The modified Country Club expansion plans passed unanimously with approval from the five voting members. Country Club officials made several changes including stormwater management plans, adjusting the Colonial-style design to fit the neighborhood, adding screening and parking and minimizing light pollution to address many residents’ concerns. Additionally, they told the council they were working with not-for-profit Save CR Heritage to move houses on the club-owned lots to make way for the expansion.

The city Board of Ethics advised Mayor Tiffany O’Donnell and council member Tyler Olson to recuse themselves because O’Donnell’s husband is a member and Olson is a member of the club. Council member Marty Hoeger was absent Tuesday, but previously recused himself because of a business interest in the project. Council member Ann Poe was advised by the city attorney to recuse herself because, as a nearby resident, the proposed expansion could have an impact on her property values.

Council member Dale Todd, who presided over the meeting during these votes because O’Donnell and Poe, the mayor pro tem, could not vote, said the situation is “worrisome.”

The city’s council-manager form of government, which took effect in 2006, is set up so that elected officials work on a part-time basis and guide the policy direction of the city while maintaining their private affiliations and employment, while the full-time city manager oversees staff and operations.

The council is made up of Cedar Rapids residents who work as full-time professionals in real estate, development, finance and other industries, and some as business owners and executives.

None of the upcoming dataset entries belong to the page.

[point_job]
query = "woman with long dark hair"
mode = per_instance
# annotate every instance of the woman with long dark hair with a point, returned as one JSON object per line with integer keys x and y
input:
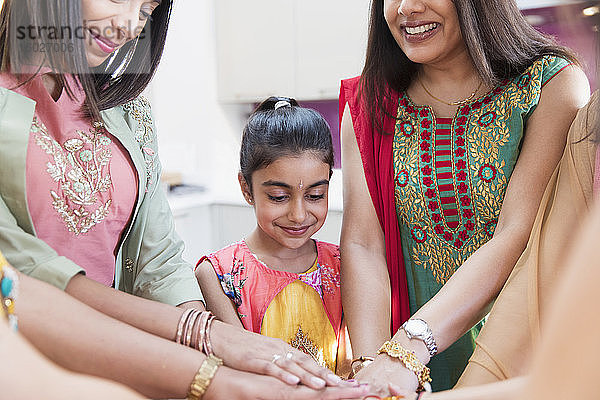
{"x": 80, "y": 202}
{"x": 449, "y": 138}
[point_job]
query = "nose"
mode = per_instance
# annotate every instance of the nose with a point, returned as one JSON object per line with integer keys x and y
{"x": 297, "y": 211}
{"x": 409, "y": 7}
{"x": 127, "y": 24}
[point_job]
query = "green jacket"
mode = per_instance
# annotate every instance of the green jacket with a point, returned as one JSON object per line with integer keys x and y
{"x": 149, "y": 262}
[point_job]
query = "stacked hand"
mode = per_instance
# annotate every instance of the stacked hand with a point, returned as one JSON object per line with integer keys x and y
{"x": 387, "y": 376}
{"x": 247, "y": 351}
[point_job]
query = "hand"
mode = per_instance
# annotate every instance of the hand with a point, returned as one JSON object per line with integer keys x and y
{"x": 396, "y": 391}
{"x": 386, "y": 372}
{"x": 232, "y": 384}
{"x": 247, "y": 351}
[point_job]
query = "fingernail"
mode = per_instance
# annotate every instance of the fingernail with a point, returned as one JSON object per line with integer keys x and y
{"x": 317, "y": 381}
{"x": 334, "y": 378}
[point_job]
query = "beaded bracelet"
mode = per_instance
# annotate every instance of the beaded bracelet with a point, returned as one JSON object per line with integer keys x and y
{"x": 207, "y": 344}
{"x": 9, "y": 287}
{"x": 181, "y": 325}
{"x": 203, "y": 377}
{"x": 410, "y": 361}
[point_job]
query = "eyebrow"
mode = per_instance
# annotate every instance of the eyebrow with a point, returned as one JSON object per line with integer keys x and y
{"x": 287, "y": 186}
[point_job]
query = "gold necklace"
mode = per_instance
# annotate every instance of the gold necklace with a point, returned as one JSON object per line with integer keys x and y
{"x": 454, "y": 103}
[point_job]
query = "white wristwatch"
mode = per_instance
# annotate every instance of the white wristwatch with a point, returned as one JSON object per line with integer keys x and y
{"x": 418, "y": 329}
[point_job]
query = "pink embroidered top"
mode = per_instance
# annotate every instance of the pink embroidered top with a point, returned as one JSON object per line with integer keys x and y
{"x": 81, "y": 184}
{"x": 304, "y": 310}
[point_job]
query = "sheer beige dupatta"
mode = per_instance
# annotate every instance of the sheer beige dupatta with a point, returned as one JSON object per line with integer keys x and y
{"x": 512, "y": 331}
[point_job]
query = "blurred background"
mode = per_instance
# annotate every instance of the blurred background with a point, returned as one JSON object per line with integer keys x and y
{"x": 224, "y": 56}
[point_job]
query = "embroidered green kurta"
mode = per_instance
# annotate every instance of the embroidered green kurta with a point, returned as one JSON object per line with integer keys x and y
{"x": 148, "y": 262}
{"x": 451, "y": 175}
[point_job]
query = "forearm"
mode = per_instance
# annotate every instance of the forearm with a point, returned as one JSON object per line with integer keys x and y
{"x": 147, "y": 315}
{"x": 51, "y": 382}
{"x": 466, "y": 297}
{"x": 366, "y": 298}
{"x": 83, "y": 340}
{"x": 503, "y": 390}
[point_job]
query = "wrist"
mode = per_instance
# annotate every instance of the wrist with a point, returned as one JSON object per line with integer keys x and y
{"x": 410, "y": 361}
{"x": 415, "y": 345}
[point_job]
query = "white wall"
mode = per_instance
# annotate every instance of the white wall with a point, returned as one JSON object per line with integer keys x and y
{"x": 197, "y": 136}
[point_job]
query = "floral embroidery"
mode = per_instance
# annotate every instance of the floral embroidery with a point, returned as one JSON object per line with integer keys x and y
{"x": 313, "y": 279}
{"x": 80, "y": 166}
{"x": 140, "y": 111}
{"x": 330, "y": 278}
{"x": 402, "y": 178}
{"x": 232, "y": 283}
{"x": 450, "y": 183}
{"x": 303, "y": 343}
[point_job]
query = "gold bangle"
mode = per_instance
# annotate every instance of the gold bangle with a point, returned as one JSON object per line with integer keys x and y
{"x": 363, "y": 360}
{"x": 203, "y": 377}
{"x": 410, "y": 361}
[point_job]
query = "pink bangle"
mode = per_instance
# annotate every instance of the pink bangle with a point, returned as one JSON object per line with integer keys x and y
{"x": 207, "y": 345}
{"x": 182, "y": 321}
{"x": 190, "y": 324}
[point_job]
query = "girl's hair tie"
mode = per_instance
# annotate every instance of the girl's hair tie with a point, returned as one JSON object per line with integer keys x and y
{"x": 281, "y": 103}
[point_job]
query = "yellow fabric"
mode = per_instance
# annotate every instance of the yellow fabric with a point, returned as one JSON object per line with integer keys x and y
{"x": 3, "y": 263}
{"x": 297, "y": 316}
{"x": 505, "y": 344}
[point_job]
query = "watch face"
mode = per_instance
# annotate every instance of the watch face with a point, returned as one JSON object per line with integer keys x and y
{"x": 416, "y": 327}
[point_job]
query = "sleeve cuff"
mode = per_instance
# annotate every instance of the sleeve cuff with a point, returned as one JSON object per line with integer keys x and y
{"x": 58, "y": 271}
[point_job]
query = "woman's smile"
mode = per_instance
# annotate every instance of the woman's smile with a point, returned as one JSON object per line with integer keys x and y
{"x": 103, "y": 43}
{"x": 418, "y": 31}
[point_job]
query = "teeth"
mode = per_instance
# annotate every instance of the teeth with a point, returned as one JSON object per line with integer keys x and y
{"x": 420, "y": 29}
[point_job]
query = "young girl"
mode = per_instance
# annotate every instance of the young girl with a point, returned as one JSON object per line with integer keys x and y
{"x": 278, "y": 281}
{"x": 81, "y": 208}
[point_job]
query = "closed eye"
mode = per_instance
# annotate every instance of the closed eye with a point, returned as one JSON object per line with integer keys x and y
{"x": 277, "y": 199}
{"x": 315, "y": 197}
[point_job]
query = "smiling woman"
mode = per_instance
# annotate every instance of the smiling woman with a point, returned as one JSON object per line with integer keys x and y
{"x": 81, "y": 206}
{"x": 448, "y": 139}
{"x": 278, "y": 281}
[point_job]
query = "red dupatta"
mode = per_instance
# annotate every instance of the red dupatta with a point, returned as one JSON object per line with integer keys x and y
{"x": 376, "y": 153}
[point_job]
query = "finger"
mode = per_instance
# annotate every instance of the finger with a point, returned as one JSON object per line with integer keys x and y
{"x": 272, "y": 369}
{"x": 398, "y": 391}
{"x": 316, "y": 370}
{"x": 310, "y": 374}
{"x": 329, "y": 393}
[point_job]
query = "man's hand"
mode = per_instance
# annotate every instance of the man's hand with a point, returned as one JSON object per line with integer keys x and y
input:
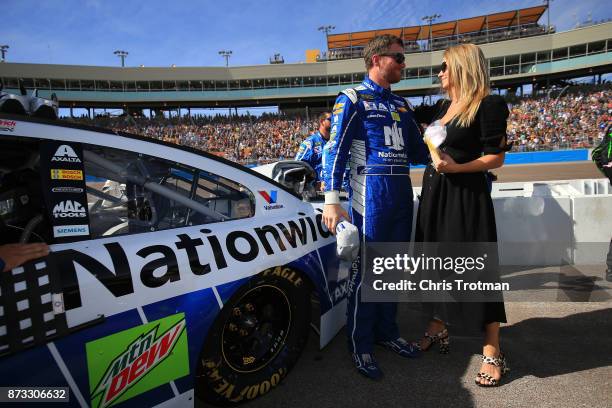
{"x": 332, "y": 215}
{"x": 15, "y": 255}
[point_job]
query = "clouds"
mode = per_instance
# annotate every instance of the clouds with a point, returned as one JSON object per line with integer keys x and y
{"x": 190, "y": 33}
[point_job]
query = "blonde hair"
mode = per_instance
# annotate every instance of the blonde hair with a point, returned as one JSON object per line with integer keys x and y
{"x": 469, "y": 80}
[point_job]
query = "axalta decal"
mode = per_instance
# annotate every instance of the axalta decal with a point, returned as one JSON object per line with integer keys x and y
{"x": 131, "y": 362}
{"x": 270, "y": 199}
{"x": 7, "y": 125}
{"x": 65, "y": 153}
{"x": 65, "y": 174}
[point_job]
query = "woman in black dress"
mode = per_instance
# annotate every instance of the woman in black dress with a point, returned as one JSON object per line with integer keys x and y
{"x": 455, "y": 201}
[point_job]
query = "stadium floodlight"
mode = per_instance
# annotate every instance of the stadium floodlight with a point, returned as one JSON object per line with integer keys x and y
{"x": 430, "y": 20}
{"x": 226, "y": 54}
{"x": 121, "y": 54}
{"x": 3, "y": 50}
{"x": 326, "y": 30}
{"x": 547, "y": 2}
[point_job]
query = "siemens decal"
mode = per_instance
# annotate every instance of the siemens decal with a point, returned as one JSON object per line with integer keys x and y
{"x": 238, "y": 245}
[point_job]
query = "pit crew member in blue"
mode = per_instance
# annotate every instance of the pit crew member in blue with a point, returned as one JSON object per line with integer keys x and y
{"x": 311, "y": 149}
{"x": 378, "y": 129}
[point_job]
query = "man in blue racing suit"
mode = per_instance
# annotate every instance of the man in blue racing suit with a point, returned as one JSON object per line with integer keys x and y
{"x": 311, "y": 149}
{"x": 378, "y": 130}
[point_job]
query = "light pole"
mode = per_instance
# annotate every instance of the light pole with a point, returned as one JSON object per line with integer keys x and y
{"x": 326, "y": 30}
{"x": 121, "y": 54}
{"x": 430, "y": 20}
{"x": 226, "y": 54}
{"x": 3, "y": 49}
{"x": 547, "y": 2}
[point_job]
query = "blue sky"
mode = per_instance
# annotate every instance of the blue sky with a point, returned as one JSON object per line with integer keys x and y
{"x": 190, "y": 33}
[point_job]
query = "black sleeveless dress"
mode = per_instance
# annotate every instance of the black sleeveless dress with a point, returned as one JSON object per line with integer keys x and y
{"x": 457, "y": 207}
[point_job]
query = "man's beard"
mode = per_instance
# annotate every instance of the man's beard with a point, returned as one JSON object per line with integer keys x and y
{"x": 393, "y": 77}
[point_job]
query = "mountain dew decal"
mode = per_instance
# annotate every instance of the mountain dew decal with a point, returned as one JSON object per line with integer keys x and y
{"x": 137, "y": 360}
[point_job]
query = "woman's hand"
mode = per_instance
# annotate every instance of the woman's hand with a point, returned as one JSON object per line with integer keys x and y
{"x": 446, "y": 164}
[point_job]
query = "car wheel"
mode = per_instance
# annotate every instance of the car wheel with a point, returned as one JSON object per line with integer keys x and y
{"x": 256, "y": 339}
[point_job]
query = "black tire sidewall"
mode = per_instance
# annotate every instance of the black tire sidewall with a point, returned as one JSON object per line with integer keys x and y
{"x": 217, "y": 382}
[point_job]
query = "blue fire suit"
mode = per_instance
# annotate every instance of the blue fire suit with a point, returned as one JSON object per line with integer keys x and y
{"x": 376, "y": 131}
{"x": 310, "y": 151}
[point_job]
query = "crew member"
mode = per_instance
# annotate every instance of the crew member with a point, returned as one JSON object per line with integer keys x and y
{"x": 311, "y": 149}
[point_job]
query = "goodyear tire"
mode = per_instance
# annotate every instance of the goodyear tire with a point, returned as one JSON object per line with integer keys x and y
{"x": 256, "y": 339}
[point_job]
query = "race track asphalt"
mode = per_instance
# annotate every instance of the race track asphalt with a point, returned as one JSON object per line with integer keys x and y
{"x": 534, "y": 172}
{"x": 559, "y": 352}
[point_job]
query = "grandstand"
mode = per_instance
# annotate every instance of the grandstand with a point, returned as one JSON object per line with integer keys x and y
{"x": 519, "y": 50}
{"x": 489, "y": 28}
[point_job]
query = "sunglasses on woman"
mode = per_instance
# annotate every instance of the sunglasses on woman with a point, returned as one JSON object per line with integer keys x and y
{"x": 397, "y": 56}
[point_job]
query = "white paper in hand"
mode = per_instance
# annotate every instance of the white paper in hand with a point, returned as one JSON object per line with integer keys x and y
{"x": 347, "y": 241}
{"x": 436, "y": 134}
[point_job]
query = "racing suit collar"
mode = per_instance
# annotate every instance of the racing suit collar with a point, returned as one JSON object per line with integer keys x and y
{"x": 373, "y": 86}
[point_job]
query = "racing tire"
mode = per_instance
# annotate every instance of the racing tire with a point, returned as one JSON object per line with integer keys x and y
{"x": 256, "y": 339}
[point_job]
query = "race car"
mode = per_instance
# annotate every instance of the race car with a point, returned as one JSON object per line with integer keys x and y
{"x": 174, "y": 275}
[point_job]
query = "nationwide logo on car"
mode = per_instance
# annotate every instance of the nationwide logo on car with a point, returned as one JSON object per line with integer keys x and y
{"x": 69, "y": 209}
{"x": 270, "y": 199}
{"x": 126, "y": 364}
{"x": 65, "y": 174}
{"x": 65, "y": 153}
{"x": 75, "y": 190}
{"x": 7, "y": 125}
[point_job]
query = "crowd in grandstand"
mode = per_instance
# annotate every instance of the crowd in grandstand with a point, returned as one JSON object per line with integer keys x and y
{"x": 571, "y": 121}
{"x": 574, "y": 119}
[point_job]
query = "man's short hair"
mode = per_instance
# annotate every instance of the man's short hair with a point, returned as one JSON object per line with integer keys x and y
{"x": 379, "y": 45}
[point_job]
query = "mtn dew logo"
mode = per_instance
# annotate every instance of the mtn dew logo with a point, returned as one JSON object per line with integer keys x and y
{"x": 137, "y": 360}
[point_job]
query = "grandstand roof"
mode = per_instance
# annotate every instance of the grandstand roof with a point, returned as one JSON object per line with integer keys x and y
{"x": 444, "y": 29}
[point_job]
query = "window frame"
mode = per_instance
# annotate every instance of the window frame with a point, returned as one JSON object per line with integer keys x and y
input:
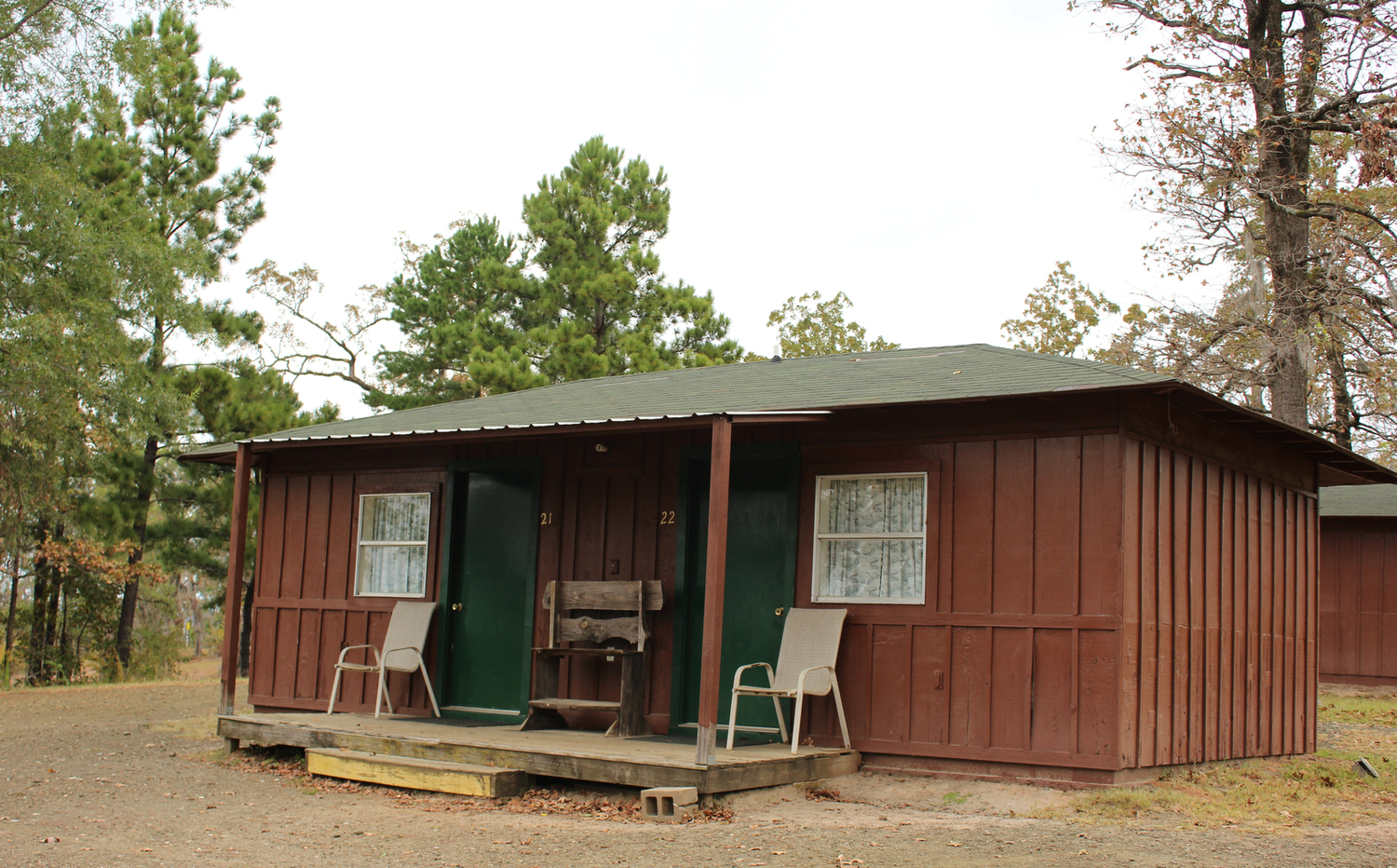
{"x": 818, "y": 537}
{"x": 359, "y": 543}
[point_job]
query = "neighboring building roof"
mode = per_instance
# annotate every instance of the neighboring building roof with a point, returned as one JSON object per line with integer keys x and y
{"x": 1358, "y": 501}
{"x": 813, "y": 383}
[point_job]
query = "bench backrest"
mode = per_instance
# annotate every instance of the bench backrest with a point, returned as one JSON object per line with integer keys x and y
{"x": 634, "y": 599}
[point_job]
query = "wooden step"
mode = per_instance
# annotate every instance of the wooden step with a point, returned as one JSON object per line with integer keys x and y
{"x": 575, "y": 705}
{"x": 416, "y": 773}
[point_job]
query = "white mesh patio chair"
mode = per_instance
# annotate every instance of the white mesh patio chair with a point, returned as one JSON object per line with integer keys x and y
{"x": 401, "y": 653}
{"x": 809, "y": 647}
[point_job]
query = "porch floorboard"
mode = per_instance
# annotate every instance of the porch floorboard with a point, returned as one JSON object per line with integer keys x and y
{"x": 569, "y": 753}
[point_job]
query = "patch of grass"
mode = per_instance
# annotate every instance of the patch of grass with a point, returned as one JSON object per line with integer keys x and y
{"x": 1361, "y": 709}
{"x": 1271, "y": 794}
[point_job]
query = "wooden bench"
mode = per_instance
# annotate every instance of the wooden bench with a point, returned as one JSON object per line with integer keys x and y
{"x": 573, "y": 617}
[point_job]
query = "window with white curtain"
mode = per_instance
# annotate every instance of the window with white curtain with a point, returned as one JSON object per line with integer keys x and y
{"x": 871, "y": 538}
{"x": 393, "y": 546}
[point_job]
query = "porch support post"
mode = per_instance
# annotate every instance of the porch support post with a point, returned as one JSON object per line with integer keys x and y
{"x": 710, "y": 691}
{"x": 234, "y": 599}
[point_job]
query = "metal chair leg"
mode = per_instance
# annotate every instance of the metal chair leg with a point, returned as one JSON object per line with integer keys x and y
{"x": 422, "y": 667}
{"x": 334, "y": 691}
{"x": 838, "y": 706}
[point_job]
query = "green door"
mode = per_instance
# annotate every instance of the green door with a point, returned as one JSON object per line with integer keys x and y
{"x": 763, "y": 502}
{"x": 492, "y": 563}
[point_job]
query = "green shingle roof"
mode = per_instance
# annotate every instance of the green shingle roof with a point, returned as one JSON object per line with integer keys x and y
{"x": 1358, "y": 501}
{"x": 816, "y": 383}
{"x": 862, "y": 379}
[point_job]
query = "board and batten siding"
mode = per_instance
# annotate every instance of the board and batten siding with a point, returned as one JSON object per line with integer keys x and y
{"x": 304, "y": 604}
{"x": 1220, "y": 611}
{"x": 1014, "y": 655}
{"x": 1358, "y": 600}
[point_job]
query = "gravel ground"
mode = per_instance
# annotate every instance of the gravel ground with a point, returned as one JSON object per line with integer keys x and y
{"x": 131, "y": 775}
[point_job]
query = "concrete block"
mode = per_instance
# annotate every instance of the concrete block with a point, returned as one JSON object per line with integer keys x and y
{"x": 670, "y": 804}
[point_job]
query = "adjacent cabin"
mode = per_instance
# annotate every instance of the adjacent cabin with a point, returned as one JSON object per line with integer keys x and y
{"x": 1053, "y": 568}
{"x": 1358, "y": 585}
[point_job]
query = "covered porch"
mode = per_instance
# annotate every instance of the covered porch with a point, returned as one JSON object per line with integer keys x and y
{"x": 567, "y": 753}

Council members sometimes recuse themselves from votes, most commonly when a matter conflicts with their full-time employment and typically on economic development projects in which the council considers tax incentives.

“In this town, my experience is it’s like two degrees of separation that everybody is related to everybody, and to some degree you’re either on a board or somehow you know folks,” Todd said.

According to city policy, a conflict of interest occurs when a city officials “take an action or vote when you have, or reasonably can be expected to have, a Private Financial Interest or expect a Private Gain in the outcome that is separate from the general public’s financial interest or gain.”

Seeing the ethics board’s advisory opinion, O’Donnell said the panel had a literal interpretation of the ordinance for its decision on her and Olson’s recusals.

“This would be an opportunity for us to go back and look and say, ”Do we have to reexamine how this is worded?’” O’Donnell said. “Because initially to me it feels like, ‘Wow, it’s going to eliminate us from being able to do our jobs as council members.’”

The Charter Review Commission, which is slated to make recommendations to the council by June 30 on potential changes to the “home rule” charter that outlines city government, could suggest revisions to ethics language. Gary Streit is chair of both the Charter Review Commission and the city Board of Ethics.

Council member Scott Overland, who works at Cedar Rapids Bank and Trust, sometimes speaks during council meetings to note that there is an item on the agenda pertaining to his employer but that he has no financial stake in the matter.

He said the ethics policy hasn’t been put to the test much in the past to the point of causing this many council members to recuse themselves. Overland said the system so far has worked well.

“I think ultimately the decision to recuse really rests with the elected official in examining whether they have a conflict,” he said. “I don’t think that the bias should be to err on the side of, ‘There might be a conflict in my own personal opinion.’ I think the bias is to vote. But I think it’s important for each member to assess that situation.”

The Charter Review Commission could look at whether the ethics policy language is too broad, but the issue is worth considering, Overland said. “I think that is something that needs to be thought about as far as what constitutes a recusal in light of the fact that most of the council members are involved in the community in one way or another outside of council,” he said.

But Overland said there could be potential unintended consequences of tightening language.

“As long as you have an elected body that errs toward voting on issues, which is what we’re elected to do, if a person votes on an issue and somebody has a problem with it, then they can always go to the ethics board and they can review that situation,” he said.